Recently I was on Reddit, on the /r/EDMproduction channel, and someone asked an interesting question, one that i've often asked myself. The user wanted to know if it was worth working on music when you only have time for a short session. That is to say if it was worth working on music when you have only say on or two hours to spare. While it's undoubtledly true that to flesh out an idea properly you need at least four hours, depending on how fast you work, i've heard several well known producers say that unless you have at least four hours to spare then it's not worth embarking on composition and song arrangement. Notably an artist known as iLL Gates in his iLL Methodology workshop was an advocate of this idea, stating that unless you have four or more hours it was better to focus on things like sound design and sample sorting.

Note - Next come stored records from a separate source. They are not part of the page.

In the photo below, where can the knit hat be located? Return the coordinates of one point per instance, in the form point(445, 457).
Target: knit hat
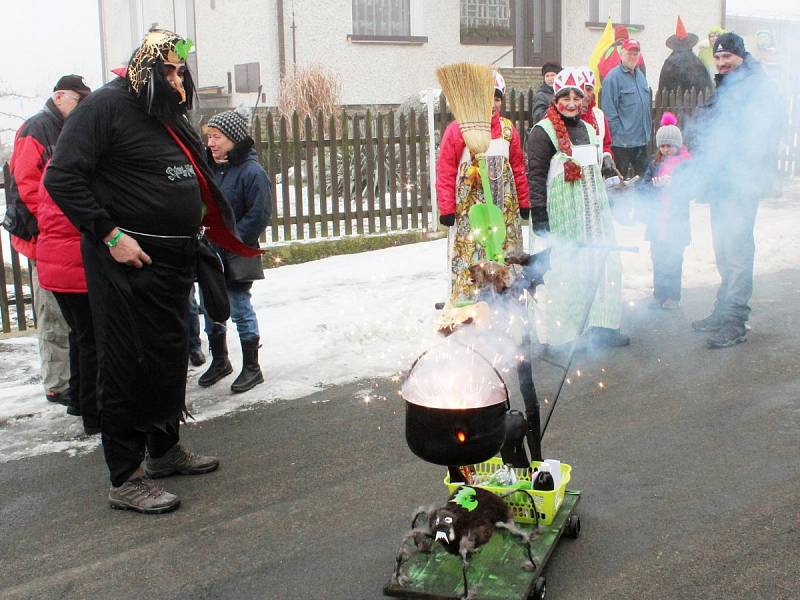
point(669, 134)
point(631, 44)
point(232, 125)
point(73, 83)
point(730, 42)
point(551, 67)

While this sort of preparation is undoubdtedly crucial, and yes you should spend a bit of time at least a few times a week on sound design, sorting samples and doing other similar repetitive tasks, my contention is that it's most definitely not a waste of time to use a short session for composing or arranging. If you are a musician that lives of his or her music and doesnt have a day job, then it makes sense to focus on arrangement an composition early in the day in a focused manner, devoting a longer session to this end, and later in the day when you are perhaps not as fresh and not as productive you can do something more repetitive such as the tasks I mentioned before. However if you are like me and you have to fit music around a day job like teaching or something else, then this approach doesnt make any sense. You'll end up using it as an excuse to do nothing at all, telling yourself that there's no point in starting anything because you have less than four hours.

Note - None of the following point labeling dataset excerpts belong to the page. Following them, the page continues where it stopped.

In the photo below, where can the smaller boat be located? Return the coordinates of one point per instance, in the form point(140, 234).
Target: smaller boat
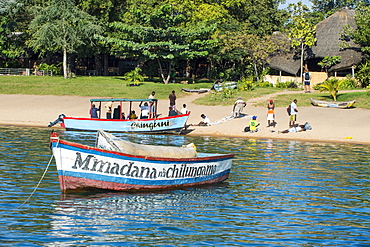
point(117, 164)
point(155, 123)
point(219, 86)
point(333, 104)
point(201, 90)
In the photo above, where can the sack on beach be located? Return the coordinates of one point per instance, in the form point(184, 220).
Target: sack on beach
point(307, 76)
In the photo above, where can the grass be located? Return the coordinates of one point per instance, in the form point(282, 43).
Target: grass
point(113, 86)
point(94, 86)
point(362, 99)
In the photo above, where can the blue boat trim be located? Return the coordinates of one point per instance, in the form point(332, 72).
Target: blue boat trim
point(105, 178)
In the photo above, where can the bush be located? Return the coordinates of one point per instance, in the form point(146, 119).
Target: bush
point(226, 93)
point(348, 83)
point(54, 68)
point(287, 84)
point(363, 75)
point(246, 84)
point(264, 84)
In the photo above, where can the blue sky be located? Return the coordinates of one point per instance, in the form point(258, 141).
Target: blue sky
point(287, 2)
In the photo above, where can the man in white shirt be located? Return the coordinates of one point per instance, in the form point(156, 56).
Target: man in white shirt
point(184, 110)
point(151, 96)
point(144, 110)
point(293, 113)
point(205, 122)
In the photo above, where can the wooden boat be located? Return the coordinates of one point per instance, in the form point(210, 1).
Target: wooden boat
point(201, 90)
point(115, 164)
point(334, 104)
point(219, 86)
point(153, 124)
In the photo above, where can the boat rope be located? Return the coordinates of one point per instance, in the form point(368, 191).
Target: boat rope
point(38, 184)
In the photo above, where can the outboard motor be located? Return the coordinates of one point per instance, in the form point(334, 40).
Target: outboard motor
point(58, 120)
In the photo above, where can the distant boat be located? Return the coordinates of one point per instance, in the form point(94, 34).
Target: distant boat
point(116, 164)
point(219, 86)
point(201, 90)
point(153, 124)
point(334, 104)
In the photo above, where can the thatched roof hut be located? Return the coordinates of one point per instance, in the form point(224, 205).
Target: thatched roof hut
point(328, 34)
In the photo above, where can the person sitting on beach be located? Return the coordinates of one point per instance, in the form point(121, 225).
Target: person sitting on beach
point(299, 128)
point(205, 121)
point(171, 112)
point(271, 114)
point(116, 112)
point(238, 107)
point(94, 111)
point(253, 124)
point(132, 115)
point(144, 110)
point(184, 110)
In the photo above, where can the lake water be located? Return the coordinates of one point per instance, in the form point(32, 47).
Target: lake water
point(279, 193)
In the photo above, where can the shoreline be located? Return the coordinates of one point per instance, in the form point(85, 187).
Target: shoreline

Furthermore, creating a little melody or composing a loop in a short space of time can be a really great way to work. If you know that you only have an hour to put something down, this kind of pressure helps focus your attention and get results. Go into your short session with a goal, one thats easy to reach. Be in the habit of constantly moving things forward this way. Once you've got your idea down, you can now walk away from your home studio and let the idea develop in your subconsious mind. Even if you aren't think about the loop or melody you've made directly, your mind will be analyzing the puzzle, and thinking of ways to make what you've composed work in the context of a full track. When you come back to develop your idea and you have more time, fleshing out your idea should be relatively easy as a result of this.
So don't deny the importance of the short session. Be playful, make a loop or melody for the sake of it and then come back and see if you can use it later. If you are in the habit of constantly moving things forward in this way you'll learn and progress more as an artist in the long run than you would by trying to divide your time in other ways. The more you get used to putting the pieces of the puzzle together, the better you will get at it and considerations of time are somewhat irrelevant.